Their evaluations show that their performance gains track their theoretical model well. The authors also compare RC3 with increasing the Initial Window, RCP, and traditional QoS and see that it improves flow completion times in all cases.

Q&A

1. How is this different from pFabric?

Ans: They focused their design largely on the data-center context. Our gains, on the other hand, are much more pronounced in wide-area settings with high bandwidth-delay products, and much lesser
in the data-center context due to smaller bandwidth-delay products.

2. Does the application set priorities for the packets?

Ans: No, the OS does this in the kernel. It happens automatically and it ensures that the longer flows do not starve the shorter ones.

3. Floyd and Allman proposed a similar mechanism a while back. They had trouble implementing this using the scheduler mechanisms in Linux.

Ans: We implemented it in Linux and it worked fine for us.

4. What about per-packet delay? Since RC3 sends the initial window + 4 + 40 + ... packets in one burst, doesn't it lead to large per-packet delays for other flows that are not interested in flow completion times, but individual per-packet delays?

Ans: The flows interested in  per-packet delay would be sent at the same priority as standard TCP. Hence their packets would pre-empt packets that are sent at the lower priority levels by RC3, and would only compete with packets sent by the standard TCP control loop, just like they would today.

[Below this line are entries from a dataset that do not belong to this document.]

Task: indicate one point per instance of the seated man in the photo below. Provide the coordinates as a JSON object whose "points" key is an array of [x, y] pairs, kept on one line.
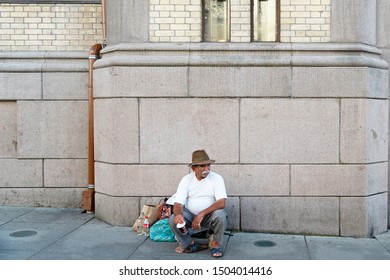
{"points": [[200, 202]]}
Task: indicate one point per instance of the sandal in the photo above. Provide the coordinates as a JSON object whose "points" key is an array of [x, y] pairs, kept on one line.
{"points": [[217, 252], [195, 248]]}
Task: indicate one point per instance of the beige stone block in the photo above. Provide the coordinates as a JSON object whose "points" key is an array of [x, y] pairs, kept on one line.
{"points": [[8, 130], [363, 138], [293, 215], [138, 180], [353, 21], [65, 85], [20, 86], [116, 130], [289, 131], [133, 81], [42, 197], [255, 180], [65, 173], [52, 129], [117, 211], [338, 180], [340, 82], [171, 129], [363, 216], [240, 81], [20, 173]]}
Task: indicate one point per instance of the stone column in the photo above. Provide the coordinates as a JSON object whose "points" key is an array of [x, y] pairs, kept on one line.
{"points": [[383, 43]]}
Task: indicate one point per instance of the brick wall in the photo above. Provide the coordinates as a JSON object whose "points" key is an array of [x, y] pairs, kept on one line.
{"points": [[305, 20], [49, 27], [181, 20]]}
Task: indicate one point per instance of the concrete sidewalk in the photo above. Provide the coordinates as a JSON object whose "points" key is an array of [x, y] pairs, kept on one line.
{"points": [[70, 234]]}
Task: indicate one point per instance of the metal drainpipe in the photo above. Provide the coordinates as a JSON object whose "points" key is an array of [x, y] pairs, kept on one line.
{"points": [[88, 199]]}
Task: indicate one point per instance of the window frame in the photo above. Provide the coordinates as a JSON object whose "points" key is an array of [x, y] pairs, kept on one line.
{"points": [[253, 23], [203, 24]]}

5. Did you explore any congestion control for the RC3 loop itself? Instead of sending all the packets at any priority level all at once?

Ans: No. We stuck with this idea because it was simple and worked.

6. Let's say two users want to start a connection simultaneously. Does RC3 give any gains to either user over standard TCP?

Ans: RC3 doesn't do any worse than TCP in the worst case. But if there is enough spare capacity for both users to fill the pipe quickly, RC3 will allow both flows to complete faster than standard TCP.